Santo para a Igreja Ortodoxa, herói para o povo,
mito para a Rússia. Protagonista central de eventos que realinharam o
equilíbrio religioso e político no Leste Europeu, na Idade Média, e grande
líder militar e político. O príncipe Alexandre Nevsky foi tudo isso. O feito
que lhe garantiu lugar na História e no imaginário mundial foi a vitória em uma
batalha decisiva para a nação russa, travada sobre um lago congelado. A Batalha
do Gelo foi um confronto modesto diante de épicos que mudaram a História, como
Waterloo e Stalingrado. Mas mudaria para sempre o destino da Rússia.
Ataques de vikings
Os antecedentes do confronto têm lugar décadas
antes. Na primeira metade do século 13, o Rus’ de Kiev – primeiro grande Estado
eslavo da História – era uma mistura de etnias e culturas e vivia um período de
prosperidade. Isso até os vikings dominarem a região. Mas Kiev entraria
definitivamente em colapso em 1240, quando o mongol Batu Khan, descendente de
Gêngis Khan, tomaria definitivamente a capital do Rus’. Os príncipes russos
sobreviventes e as cidades-estado que não foram destruídas submeteram-se ao
Khan, que fundou na região o Canato da Horda Dourada, anexando-o ao Império
Mongol.
Novgorod estava entre as poucas que escaparam.
Unindo habilidade política ao pagamento de pesados tributos aos mongóis, conseguiu
manter sua independência.
Mas na Idade Média, bonança atraía violência. Se
Novgorod escapara da ameaça dos mongóis vindos do leste, estava prestes a
enfrentar um perigo maior: os europeus, que pressionavam do oeste. Os suecos
foram os primeiros. Queriam controlar as ricas rotas fluviais entre o Báltico e
o Mar Negro. Com uma forma de governo rara para a época, Novgorod escolhia,
entre a aristocracia, o Kniaz, um príncipe com o mandato temporário de
comandante político e militar. O cargo era revogável pela assembleia do povo, a
Vetche. O Kniaz de então era Alexandre Jaruslavic, de 19 anos.
Alexandre e sua pequena armada atacaram o Exército
sueco às margens do Rio Neva, destruindo-o completamente. Foi tão definitiva a
derrota, que a vontade dos suecos em conquistar o território russo desmoronou.

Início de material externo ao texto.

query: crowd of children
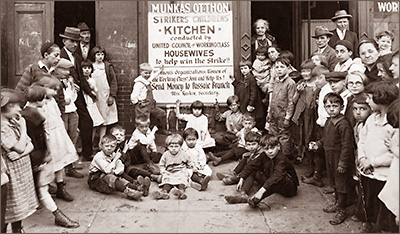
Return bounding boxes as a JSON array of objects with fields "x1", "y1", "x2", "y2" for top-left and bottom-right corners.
[{"x1": 1, "y1": 14, "x2": 399, "y2": 232}]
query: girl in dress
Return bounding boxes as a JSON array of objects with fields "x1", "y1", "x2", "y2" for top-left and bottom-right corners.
[
  {"x1": 91, "y1": 46, "x2": 118, "y2": 139},
  {"x1": 153, "y1": 134, "x2": 192, "y2": 200},
  {"x1": 1, "y1": 89, "x2": 39, "y2": 233},
  {"x1": 176, "y1": 99, "x2": 215, "y2": 151},
  {"x1": 21, "y1": 85, "x2": 79, "y2": 228},
  {"x1": 38, "y1": 76, "x2": 79, "y2": 201}
]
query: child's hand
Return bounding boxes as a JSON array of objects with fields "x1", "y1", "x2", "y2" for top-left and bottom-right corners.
[
  {"x1": 107, "y1": 96, "x2": 114, "y2": 106},
  {"x1": 283, "y1": 119, "x2": 290, "y2": 128},
  {"x1": 236, "y1": 178, "x2": 244, "y2": 191},
  {"x1": 246, "y1": 105, "x2": 256, "y2": 112},
  {"x1": 308, "y1": 141, "x2": 318, "y2": 151},
  {"x1": 296, "y1": 83, "x2": 306, "y2": 92},
  {"x1": 337, "y1": 166, "x2": 346, "y2": 174},
  {"x1": 74, "y1": 84, "x2": 81, "y2": 92}
]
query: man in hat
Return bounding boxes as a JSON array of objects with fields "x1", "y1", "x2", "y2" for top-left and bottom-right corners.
[
  {"x1": 329, "y1": 10, "x2": 358, "y2": 58},
  {"x1": 60, "y1": 27, "x2": 96, "y2": 178},
  {"x1": 311, "y1": 26, "x2": 337, "y2": 71},
  {"x1": 76, "y1": 22, "x2": 93, "y2": 61}
]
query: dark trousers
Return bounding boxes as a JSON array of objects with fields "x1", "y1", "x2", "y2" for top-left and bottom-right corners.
[
  {"x1": 215, "y1": 146, "x2": 247, "y2": 162},
  {"x1": 242, "y1": 171, "x2": 297, "y2": 200},
  {"x1": 75, "y1": 91, "x2": 93, "y2": 159},
  {"x1": 135, "y1": 103, "x2": 167, "y2": 129},
  {"x1": 361, "y1": 175, "x2": 399, "y2": 232}
]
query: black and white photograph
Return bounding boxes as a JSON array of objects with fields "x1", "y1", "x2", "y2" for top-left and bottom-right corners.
[{"x1": 0, "y1": 0, "x2": 400, "y2": 233}]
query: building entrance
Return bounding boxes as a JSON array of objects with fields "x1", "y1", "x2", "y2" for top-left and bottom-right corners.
[{"x1": 54, "y1": 1, "x2": 96, "y2": 46}]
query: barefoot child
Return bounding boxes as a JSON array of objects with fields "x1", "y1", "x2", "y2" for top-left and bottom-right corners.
[{"x1": 182, "y1": 128, "x2": 212, "y2": 191}]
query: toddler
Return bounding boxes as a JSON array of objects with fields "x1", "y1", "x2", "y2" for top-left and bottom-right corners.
[
  {"x1": 88, "y1": 134, "x2": 143, "y2": 200},
  {"x1": 232, "y1": 61, "x2": 265, "y2": 129},
  {"x1": 214, "y1": 95, "x2": 243, "y2": 146},
  {"x1": 91, "y1": 46, "x2": 118, "y2": 139},
  {"x1": 1, "y1": 88, "x2": 39, "y2": 233},
  {"x1": 357, "y1": 81, "x2": 399, "y2": 232},
  {"x1": 309, "y1": 92, "x2": 355, "y2": 225},
  {"x1": 176, "y1": 99, "x2": 215, "y2": 151},
  {"x1": 208, "y1": 113, "x2": 258, "y2": 166},
  {"x1": 37, "y1": 76, "x2": 79, "y2": 201},
  {"x1": 81, "y1": 60, "x2": 104, "y2": 135},
  {"x1": 126, "y1": 116, "x2": 161, "y2": 180},
  {"x1": 153, "y1": 134, "x2": 193, "y2": 200},
  {"x1": 182, "y1": 128, "x2": 212, "y2": 191}
]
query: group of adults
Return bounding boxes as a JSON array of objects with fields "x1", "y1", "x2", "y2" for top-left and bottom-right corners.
[
  {"x1": 15, "y1": 22, "x2": 97, "y2": 178},
  {"x1": 251, "y1": 10, "x2": 398, "y2": 81}
]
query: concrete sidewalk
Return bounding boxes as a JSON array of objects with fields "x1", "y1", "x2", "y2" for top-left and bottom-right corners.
[{"x1": 23, "y1": 157, "x2": 360, "y2": 233}]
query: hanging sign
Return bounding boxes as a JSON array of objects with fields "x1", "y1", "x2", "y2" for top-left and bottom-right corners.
[{"x1": 148, "y1": 1, "x2": 233, "y2": 103}]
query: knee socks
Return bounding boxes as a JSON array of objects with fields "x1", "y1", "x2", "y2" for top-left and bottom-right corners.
[{"x1": 38, "y1": 185, "x2": 57, "y2": 212}]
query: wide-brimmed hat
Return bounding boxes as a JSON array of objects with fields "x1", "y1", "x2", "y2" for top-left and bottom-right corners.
[
  {"x1": 334, "y1": 40, "x2": 353, "y2": 51},
  {"x1": 55, "y1": 58, "x2": 74, "y2": 69},
  {"x1": 325, "y1": 72, "x2": 347, "y2": 81},
  {"x1": 311, "y1": 26, "x2": 333, "y2": 38},
  {"x1": 1, "y1": 94, "x2": 10, "y2": 107},
  {"x1": 331, "y1": 10, "x2": 353, "y2": 21},
  {"x1": 60, "y1": 27, "x2": 81, "y2": 41},
  {"x1": 78, "y1": 22, "x2": 92, "y2": 32}
]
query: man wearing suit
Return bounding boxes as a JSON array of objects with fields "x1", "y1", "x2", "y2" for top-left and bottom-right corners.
[
  {"x1": 76, "y1": 22, "x2": 94, "y2": 61},
  {"x1": 329, "y1": 10, "x2": 358, "y2": 58},
  {"x1": 60, "y1": 27, "x2": 96, "y2": 178},
  {"x1": 311, "y1": 26, "x2": 338, "y2": 71}
]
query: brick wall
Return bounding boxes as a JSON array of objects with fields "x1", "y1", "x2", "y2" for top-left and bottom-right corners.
[{"x1": 96, "y1": 1, "x2": 138, "y2": 134}]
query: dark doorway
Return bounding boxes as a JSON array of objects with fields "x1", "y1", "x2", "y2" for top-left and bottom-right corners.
[
  {"x1": 54, "y1": 1, "x2": 96, "y2": 47},
  {"x1": 251, "y1": 1, "x2": 294, "y2": 51}
]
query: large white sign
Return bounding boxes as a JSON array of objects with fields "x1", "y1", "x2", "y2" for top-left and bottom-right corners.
[{"x1": 148, "y1": 1, "x2": 233, "y2": 103}]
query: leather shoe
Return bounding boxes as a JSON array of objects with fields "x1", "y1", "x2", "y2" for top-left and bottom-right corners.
[{"x1": 65, "y1": 167, "x2": 85, "y2": 179}]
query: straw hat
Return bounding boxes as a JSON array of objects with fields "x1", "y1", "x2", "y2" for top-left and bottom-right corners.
[
  {"x1": 60, "y1": 27, "x2": 81, "y2": 41},
  {"x1": 331, "y1": 10, "x2": 353, "y2": 21},
  {"x1": 311, "y1": 26, "x2": 333, "y2": 38}
]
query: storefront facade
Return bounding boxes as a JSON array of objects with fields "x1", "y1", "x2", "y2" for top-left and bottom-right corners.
[{"x1": 1, "y1": 1, "x2": 399, "y2": 130}]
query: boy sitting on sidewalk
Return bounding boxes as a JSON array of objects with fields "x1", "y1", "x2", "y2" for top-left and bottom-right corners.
[
  {"x1": 88, "y1": 134, "x2": 148, "y2": 200},
  {"x1": 225, "y1": 136, "x2": 299, "y2": 208}
]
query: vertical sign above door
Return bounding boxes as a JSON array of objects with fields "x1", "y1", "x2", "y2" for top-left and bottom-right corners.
[{"x1": 148, "y1": 1, "x2": 234, "y2": 104}]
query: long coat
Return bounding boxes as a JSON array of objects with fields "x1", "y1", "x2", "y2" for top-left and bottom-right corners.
[{"x1": 232, "y1": 74, "x2": 264, "y2": 119}]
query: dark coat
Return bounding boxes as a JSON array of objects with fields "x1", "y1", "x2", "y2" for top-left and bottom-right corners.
[
  {"x1": 239, "y1": 151, "x2": 299, "y2": 190},
  {"x1": 311, "y1": 45, "x2": 339, "y2": 71},
  {"x1": 21, "y1": 106, "x2": 47, "y2": 168},
  {"x1": 329, "y1": 29, "x2": 358, "y2": 58},
  {"x1": 317, "y1": 114, "x2": 355, "y2": 193},
  {"x1": 232, "y1": 74, "x2": 264, "y2": 119},
  {"x1": 75, "y1": 43, "x2": 94, "y2": 61},
  {"x1": 104, "y1": 61, "x2": 118, "y2": 99},
  {"x1": 60, "y1": 47, "x2": 92, "y2": 99}
]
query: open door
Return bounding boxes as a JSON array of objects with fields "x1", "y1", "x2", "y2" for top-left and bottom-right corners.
[{"x1": 2, "y1": 1, "x2": 54, "y2": 88}]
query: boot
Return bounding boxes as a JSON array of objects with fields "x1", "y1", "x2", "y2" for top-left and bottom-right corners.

A vitória mudaria o sobrenome de Alexandre para “Nevsky” (em russo, “do Neva”).
Mas faria surgir forte inveja na aristocracia, os chamados boiardos, o que
obrigaria o Kniaz a se exilar. Logo, uma ameaça bem pior do que os suecos faria
a aristocracia mudar de ideia. Uma ordem de monges guerreiros de origem alemã,
os Cavaleiros Teutônicos, invadira a vizinha Livônia, atual Letônia, que havia
se tornado o epicentro das Cruzadas do Norte.
O que os movia era o impulso de levar o
cristianismo, pela espada, aos povos pagãos da Europa do Leste. Novgorod
professava o cristianismo ortodoxo.
Mas, se algum cavaleiro teutônico foi tomado por
alguma dúvida moral sobre uma possível luta de cristãos contra cristãos, o papa
Gregório IX, não. Abençoou a expansão como forma de glorificação do
catolicismo.
Os cruzados avançavam em direção de Novgorod e os
boiardos chamaram o príncipe de volta. A ofensiva teutônica começou no inverno
de 1240. Os cruzados chegaram com sua pesada cavalaria. Devastaram e saquearam
o que encontraram pela frente e conquistaram Pskov, parceira comercial de
Novgorod. O jovem príncipe juntou à sua guarda pessoal, formada por cavaleiros
de elite, uma milícia com gente de Novgorod e dos clãs tribais. Atacou de
surpresa e reconquistou Pskov. Os prisioneiros foram libertados, mas não houve
piedade aos boiardos que colaboraram com o invasor. Foram enforcados.
A armadilha
Os teutônicos eram soldados profissionais. Passada
a surpresa, reorganizaram-se e passaram ao contra-ataque. Perto de Tartu
exterminaram parte do Exército de Nevsky em missão de observação. O revés fez o
príncipe mudar sua estratégia. Era hora de recuar para enfrentar os teutônicos
em terras conhecidas. Como local do confronto, Nevsky escolheu o Lago Peipus. O
lago era profundo, estava congelado e era cercado por pântanos que davam
passagem somente em três pontos, que Nevsky conhecia bem. O príncipe também
sabia que naquele começo de abril a superfície gelada do lago era fina. E não
aguentaria o peso da cavalaria teutônica. Era possível montar uma armadilha
para os cruzados, percebeu. Posicionou suas tropas para obrigar o inimigo a
cavalgar bem em cima do gelo e aguardou. Os alemães caíram no engodo. Mesmo em
inferioridade numérica, 800 cavaleiros contra 5 mil russos, estavam seguros de
sua superioridade bélica, com seus poderosos cavalos e pesadas armaduras.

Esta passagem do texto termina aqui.